A young farmer named Mr Richard Pearse, who resides near Temuka, has been engaged for five years on the construction of a flying machine. To a 'Timaru Post' representative he spoke as follows:
"From the time I was quite a little chap I had a great fancy for engineering, and when I was still quite a young man I conceived the idea of inventing a flying machine. I did not attempt anything practical with the idea until, in 1904, the St. Louis Exposition authorities offered a prize of £20,000 to the man who invented and flew a flying machine over a specified course. I did not, as you know, succeed in winning the prize, neither did anybody else. But I succeeded sufficiently to reialise that there was a future before the flying machine, and to send me on the course which is now within a week or two of complete success. Many of the parts of my machine have been used on the other side of the waters. I do not say, mind you, that my inventions have been copied; it is but natural that different men working on the same ideas should arrive at the same conclusions. But I will say that many of my inventions have come into use on the other side of the world since my own were patented in New Zealand. Almost every portion of my machine is of my own exclusive manufacture. The 25-h.p. petrol engine (in four parts) and radiator are built by myself specially for a flying machine. The lightest 25-h.p. in the world to my knowledge weighs somewhere in the vicinity of 300 lbs. My 25-h.p. water-cased engine weighs only 100lbs, turns the four sheet steel propeller blades at the rate of 800 revolutions to the minute, and under the very severe tests to which I have subjected it, has never shown the slightest sign of failure. My propeller connects direct with the crank shaft, thus obviating the necessity for clutches or any other weighty gear. The whole secret of the flying machine is in its lightness and sustaining power.

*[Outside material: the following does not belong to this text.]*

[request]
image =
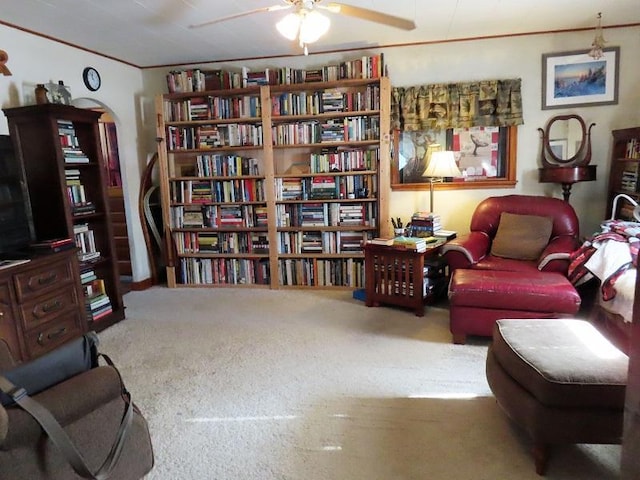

"My machine weighs altogether, with me in it, only 5001bs, as against l000 and 20001bs the weights of the machines on the other side of the world. I have 800ft of sustaining area, as against 500 and 700ft, the sustaining area of the 1000 and 20001b machines in the northern hemisphere. The action of a flying machine is simply that the propeller drives the machine along, and like a boy with his kite, as soon as a certain velocity is attained (in the case of my machine 12 miles an hour) the machine is elevated with its tricycle into the air and sustained there by the 900ft of canvas beneath the body of the machine. Would the machine drop instantly if the propeller stopped revolving? Certainly not; the machine would descend as gracefully as a parachute. I have had several tests. Last week's was my most successful one, the machine rising readily, but tilting gradually at the rear owing to the rudder in that position disturbing the equilibrium. As you can imagine, after five years' labor without a return, and the expenditure of about £300 in raw material, I cannot afford to take any risks with my machine. Next week, if my trial is satisfactory, I will make preparations for the giving of public exhibitions. The whole of the parts of my machine are held together with steel pins, and can be taken to pieces and packed with very little trouble. There is no commercial value in a flying machine itself at present. If I can get my machine right for flying exhibitions throughout Australasia within a short time my fortune is made. I am now getting 800 revolutions a minute out of my propeller, and if necessary I am prepared to put into it an invention I have just completed and am patenting — a 50-h.p. petrol engine weighing a little over 100lbs. The engine itself will be unique in the scientific world, but if I have to resort to it it will delay the exhibiting of my machine for another three or four months." -Clutha Leader, 30/11/1909.